Virtualization and Cloud executives share their predictions for 2014. Read them in this VMblog.com series exclusive.
Contributed article by William Bain, Founder and CEO of ScaleOut Software
The Year of Convergence for In-Memory Computing, Big Data, and the Cloud
In 2013, the growing
potential for synergy between cloud, big data and in-memory computing began to
be realized. Looking to 2014, we expect this exciting technological
intersection to open up new capabilities that were previously unavailable and transform
the way developers perform data analytics.
Big data technology
continues moving to the cloud
Over the last few years,
cloud computing has increasingly helped companies to access elastic computing
resources and reduce the cost of both disk and memory-based data storage. It
also is now enabling big data technology to spread into the enterprise on a
global scale. For example, consider the growing use of Hadoop in public clouds.

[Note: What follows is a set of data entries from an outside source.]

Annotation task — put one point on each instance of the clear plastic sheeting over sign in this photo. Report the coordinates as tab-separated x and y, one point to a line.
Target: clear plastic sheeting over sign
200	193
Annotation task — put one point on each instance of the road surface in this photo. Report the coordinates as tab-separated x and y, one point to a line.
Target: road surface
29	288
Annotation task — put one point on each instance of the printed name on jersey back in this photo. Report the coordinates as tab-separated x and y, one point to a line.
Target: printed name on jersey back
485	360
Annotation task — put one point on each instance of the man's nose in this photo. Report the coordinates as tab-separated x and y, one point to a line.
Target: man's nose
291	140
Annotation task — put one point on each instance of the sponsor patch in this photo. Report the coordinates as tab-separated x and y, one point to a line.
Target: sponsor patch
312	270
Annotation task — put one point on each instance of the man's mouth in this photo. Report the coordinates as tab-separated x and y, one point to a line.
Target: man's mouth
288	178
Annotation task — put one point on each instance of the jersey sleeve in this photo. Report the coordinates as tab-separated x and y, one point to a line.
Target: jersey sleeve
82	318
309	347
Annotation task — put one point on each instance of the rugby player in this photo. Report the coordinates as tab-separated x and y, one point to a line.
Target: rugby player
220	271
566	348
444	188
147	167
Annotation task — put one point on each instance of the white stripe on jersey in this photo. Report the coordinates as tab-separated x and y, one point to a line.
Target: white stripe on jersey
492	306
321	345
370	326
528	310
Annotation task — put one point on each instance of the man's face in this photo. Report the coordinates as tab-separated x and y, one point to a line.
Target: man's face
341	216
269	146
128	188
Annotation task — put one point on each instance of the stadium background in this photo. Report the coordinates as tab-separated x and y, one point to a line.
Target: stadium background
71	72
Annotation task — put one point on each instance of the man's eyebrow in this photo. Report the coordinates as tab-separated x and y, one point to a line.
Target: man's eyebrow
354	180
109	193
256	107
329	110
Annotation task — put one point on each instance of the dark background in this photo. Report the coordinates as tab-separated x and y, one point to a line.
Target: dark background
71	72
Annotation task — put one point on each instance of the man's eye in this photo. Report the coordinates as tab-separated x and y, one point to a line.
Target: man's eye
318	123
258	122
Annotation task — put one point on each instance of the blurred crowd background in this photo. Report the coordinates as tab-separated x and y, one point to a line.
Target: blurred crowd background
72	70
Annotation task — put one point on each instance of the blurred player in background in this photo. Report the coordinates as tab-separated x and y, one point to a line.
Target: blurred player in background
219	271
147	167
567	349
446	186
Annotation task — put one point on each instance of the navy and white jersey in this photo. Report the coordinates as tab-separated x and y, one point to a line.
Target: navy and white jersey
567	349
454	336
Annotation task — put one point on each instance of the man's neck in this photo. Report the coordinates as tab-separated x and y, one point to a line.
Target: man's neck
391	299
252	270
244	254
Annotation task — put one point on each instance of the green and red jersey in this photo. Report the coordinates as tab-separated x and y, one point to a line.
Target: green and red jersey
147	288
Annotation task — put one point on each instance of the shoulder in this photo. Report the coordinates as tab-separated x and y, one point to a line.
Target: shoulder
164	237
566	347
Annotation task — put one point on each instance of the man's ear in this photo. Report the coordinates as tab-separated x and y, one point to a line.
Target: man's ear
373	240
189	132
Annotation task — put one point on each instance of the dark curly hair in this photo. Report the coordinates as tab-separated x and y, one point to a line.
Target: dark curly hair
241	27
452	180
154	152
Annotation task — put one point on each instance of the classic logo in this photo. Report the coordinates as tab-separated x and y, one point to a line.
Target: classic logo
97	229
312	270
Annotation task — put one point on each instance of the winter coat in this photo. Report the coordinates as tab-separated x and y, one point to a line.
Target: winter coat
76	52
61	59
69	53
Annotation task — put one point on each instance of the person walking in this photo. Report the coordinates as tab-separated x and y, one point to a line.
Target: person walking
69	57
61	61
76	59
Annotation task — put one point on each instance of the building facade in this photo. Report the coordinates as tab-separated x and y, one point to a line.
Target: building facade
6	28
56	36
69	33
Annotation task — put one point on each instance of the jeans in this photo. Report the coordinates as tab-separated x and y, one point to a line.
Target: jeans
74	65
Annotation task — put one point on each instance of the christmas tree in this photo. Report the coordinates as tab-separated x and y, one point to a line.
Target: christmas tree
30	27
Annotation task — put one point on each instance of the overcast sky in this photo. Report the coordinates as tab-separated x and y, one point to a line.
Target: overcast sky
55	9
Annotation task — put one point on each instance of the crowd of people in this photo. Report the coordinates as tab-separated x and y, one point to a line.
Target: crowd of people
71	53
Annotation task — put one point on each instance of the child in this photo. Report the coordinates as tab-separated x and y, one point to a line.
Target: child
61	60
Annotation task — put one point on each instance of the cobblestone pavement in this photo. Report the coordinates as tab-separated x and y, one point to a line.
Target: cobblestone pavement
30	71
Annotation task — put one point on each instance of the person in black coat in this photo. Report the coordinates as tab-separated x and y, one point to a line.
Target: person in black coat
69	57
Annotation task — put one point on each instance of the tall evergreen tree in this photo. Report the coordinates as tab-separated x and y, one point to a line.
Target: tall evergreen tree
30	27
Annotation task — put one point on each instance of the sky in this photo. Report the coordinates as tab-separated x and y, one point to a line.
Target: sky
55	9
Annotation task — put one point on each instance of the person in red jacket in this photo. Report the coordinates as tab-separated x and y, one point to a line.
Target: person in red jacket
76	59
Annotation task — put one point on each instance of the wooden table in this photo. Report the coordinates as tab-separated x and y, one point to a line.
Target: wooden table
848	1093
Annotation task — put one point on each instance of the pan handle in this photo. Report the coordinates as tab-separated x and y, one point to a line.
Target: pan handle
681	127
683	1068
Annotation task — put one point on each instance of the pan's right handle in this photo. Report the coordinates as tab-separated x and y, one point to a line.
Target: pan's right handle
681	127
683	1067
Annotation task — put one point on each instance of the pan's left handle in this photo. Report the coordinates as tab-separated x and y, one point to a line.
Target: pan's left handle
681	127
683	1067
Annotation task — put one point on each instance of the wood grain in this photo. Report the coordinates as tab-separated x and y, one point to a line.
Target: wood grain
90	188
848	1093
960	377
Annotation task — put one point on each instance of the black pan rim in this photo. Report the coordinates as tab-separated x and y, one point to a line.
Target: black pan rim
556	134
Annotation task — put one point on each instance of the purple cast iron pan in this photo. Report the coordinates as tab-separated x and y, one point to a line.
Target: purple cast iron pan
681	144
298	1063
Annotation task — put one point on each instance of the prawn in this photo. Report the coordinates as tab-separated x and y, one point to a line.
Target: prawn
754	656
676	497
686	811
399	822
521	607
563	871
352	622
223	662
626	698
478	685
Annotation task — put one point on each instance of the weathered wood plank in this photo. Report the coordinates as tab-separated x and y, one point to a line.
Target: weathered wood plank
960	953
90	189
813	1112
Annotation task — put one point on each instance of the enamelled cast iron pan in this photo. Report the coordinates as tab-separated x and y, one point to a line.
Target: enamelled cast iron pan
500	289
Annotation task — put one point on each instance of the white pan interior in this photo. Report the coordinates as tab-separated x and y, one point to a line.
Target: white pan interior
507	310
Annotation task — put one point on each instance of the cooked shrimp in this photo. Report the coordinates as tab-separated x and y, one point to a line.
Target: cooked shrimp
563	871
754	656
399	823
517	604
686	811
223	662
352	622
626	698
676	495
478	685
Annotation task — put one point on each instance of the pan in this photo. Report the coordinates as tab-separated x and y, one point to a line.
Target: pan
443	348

Hadoop began as a popular platform for big data storage and analysis running on
dedicated, commodity servers. As emerging vendors add missing components, such
as security and real-time processing, Hadoop and similar technologies can now
be deployed as cloud-based technologies.
Cloud vendors are
rolling out technologies that enable more and more big
data applications to move to the cloud, and that trend will continue to
accelerate. Amazon Web Services offers both Elastic MapReduce and non-Hadoop
based big data technologies such as Amazon RedShift, giving developers the flexibility
to choose analytics platforms based on their use cases. Likewise, Azure has HDInsight,
and Verizon, Savvis and IBM offer Cloudera as a service in their cloud
offerings.
In-memory data grids
will be integrated with big data platforms
As the cost of RAM has
dropped dramatically and become accessible on demand from the cloud, in-memory computing
has emerged as an increasingly practical and attractive platform for big data
analysis. While still not the first choice for batch analysis of very large
(petabyte) datasets, in-memory computing offers key advantages, such as lightning
fast execution and the ability to analyze live, "operational" data. As a result,
in-memory computing technologies, such as in-memory data grids (IMDGs), have
started to integrate big data analytics such as Hadoop MapReduce, to analyze
fast changing, live data. In essence, the combination of these three
technologies - cloud, big data, and in-memory computing- lets developers take a
service oriented approach to analyzing both static and live data, all using a
common application programming interface.
To harness the power of
in-memory computing in the cloud, IMDGs incorporate several technologies that give
them the ability to host big data computations on live data. IMDGs
automatically load-balance stored data in memory across an elastic cluster of
servers with linear scalability and high availability via replication, making
them well-suited to cloud architectures. Also, some IMDGs incorporate data-parallel
computation engines which automatically distribute and execute analytics code
across the IMDG's cluster of servers. This technology can support the execution
of standard Hadoop MapReduce applications and enable IMDGs to serve as real-time
analytics platforms for big data.
IMDGs have several key
advantages over the standard, open source Hadoop distributions for processing
big data:
- Real-time analysis of live data: An IMDG can ingest, store, and update live data while
simultaneously performing rapid, in-memory execution of Hadoop MapReduce
over that data.
- Lightning fast execution for memory-sized
datasets: If a job's dataset - whether
live or static - fits in-memory, an IMDG can execute the job much faster
than Hadoop by dramatically reducing scheduling overhead, eliminating disk
access, and minimizing data motion between servers.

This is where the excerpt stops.